The student newspaper of Case Western Reserve University.

The Observer, November 17, 2006

Volume XXXIX, Issue 11

Sex & Dating: Surviving the holidays

The holidays are a chance to create traditions with your partner. They're a chance to discover your sweetie's history, and a chance to learn more than you ever wanted to know about your honey's family. Oy. It can be a harried time, but it's survivable (with your union intact) if you follow the Three Holiday Commandments.

1.Thou shalt not save too much room for the "real" meal. If you and your honey live near each other, you might plan on attempting an appearance at all the holiday soirees. Cute idea, really. However, your own family's tradition glows just a little bit more than your beau's, so you'll be tempted to save all your belly room for it. Bad plan. Don't just pick at your food, don't say that you're too stuffed from your own family's meal, and definitely don't say that you are saving room for later! It's offensive. Instead of having only a salad and bread, get a little (very little) bit of everything, so that it looks like you're really eating. That way you can compliment the cook on each dish. Talk it out with your honey beforehand, so you both know what the protocol is and you both follow the dining rules.

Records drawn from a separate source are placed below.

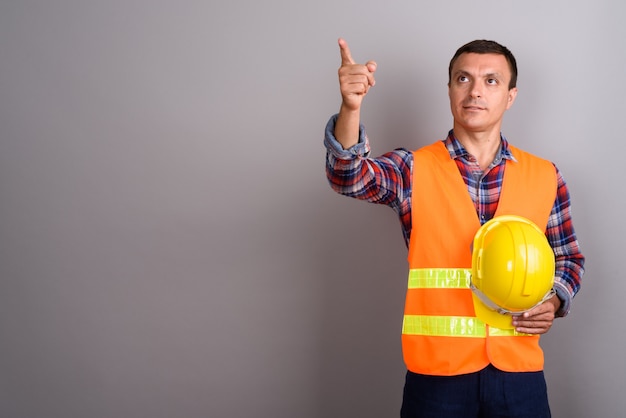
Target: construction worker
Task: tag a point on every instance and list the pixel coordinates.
(459, 365)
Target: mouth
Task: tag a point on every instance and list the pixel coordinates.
(473, 108)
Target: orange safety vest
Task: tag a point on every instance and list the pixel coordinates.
(441, 334)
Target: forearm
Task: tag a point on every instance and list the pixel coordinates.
(568, 257)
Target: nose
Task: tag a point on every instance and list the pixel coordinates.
(475, 91)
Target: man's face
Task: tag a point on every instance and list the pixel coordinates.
(479, 92)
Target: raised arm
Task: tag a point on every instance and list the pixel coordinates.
(355, 81)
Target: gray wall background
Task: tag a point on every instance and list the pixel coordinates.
(169, 246)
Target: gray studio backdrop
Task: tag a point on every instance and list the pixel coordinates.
(169, 246)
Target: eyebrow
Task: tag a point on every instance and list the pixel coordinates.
(487, 75)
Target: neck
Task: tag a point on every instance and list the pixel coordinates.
(481, 145)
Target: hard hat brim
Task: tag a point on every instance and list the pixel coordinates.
(491, 317)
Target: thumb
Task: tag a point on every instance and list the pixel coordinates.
(346, 57)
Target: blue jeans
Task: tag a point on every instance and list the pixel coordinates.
(489, 393)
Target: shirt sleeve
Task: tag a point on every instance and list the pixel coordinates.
(569, 259)
(383, 180)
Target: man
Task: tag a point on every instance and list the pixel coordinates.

2.Thou shalt not parade your sex life around before your (potential) mother-in-law. Maybe you're planning on spending the whole weekend with your sweetheart's family. Pack wisely. It's tempting to throw in that cute little negligee you have as a nice "holiday surprise," but it has too much potential for disaster. Invariably a dog, child, or crazy great aunt will get into your suitcase, and it will end up on the dining room table. And the same goes for protection. Condoms, diaphragms, birth control, etc. must be hidden away like stolen jewels. Think of tucking them inside rolled socks or putting them at the bottom of boxes of tampons. Get creative with your honey as you pack. And no more sex right before bed or right when you wake up. If you are brave enough to attempt a tryst in the 'rent's house, it must be in the middle of the night. Think 4 a.m. Too many times relatives feel the need to poke their head in for one last goodnight, which can end in nightmares for everyone.

3.Thou shalt pretend to appreciate the family jokes and hobbies. It can be hard to keep a straight face while your cutie's father is telling you how every Christmas the whole family yodels while knitting each other tube socks, but you must. And you might want to cry while the whole family is cracking up over a knock-knock joke, but you have to at least give a chuckle. Don't respond to new (weird) activities with disdain. "Oh, cute idea to camp in the backyard each year as a family vacation. We usually go to the French Riviera." Instead, ask questions. Admit that it's something you've never done. They'll jump at the chance to let you in on something that's new to you.

Thanksgiving weekend is only four days long. You'll make it. Once you get through all the awkward moments, there are some really good things there. Cute nieces and nephews, a hilarious grandparent, and a chance to get a peek at where your cutie really came from: chances are, it will explain a few things.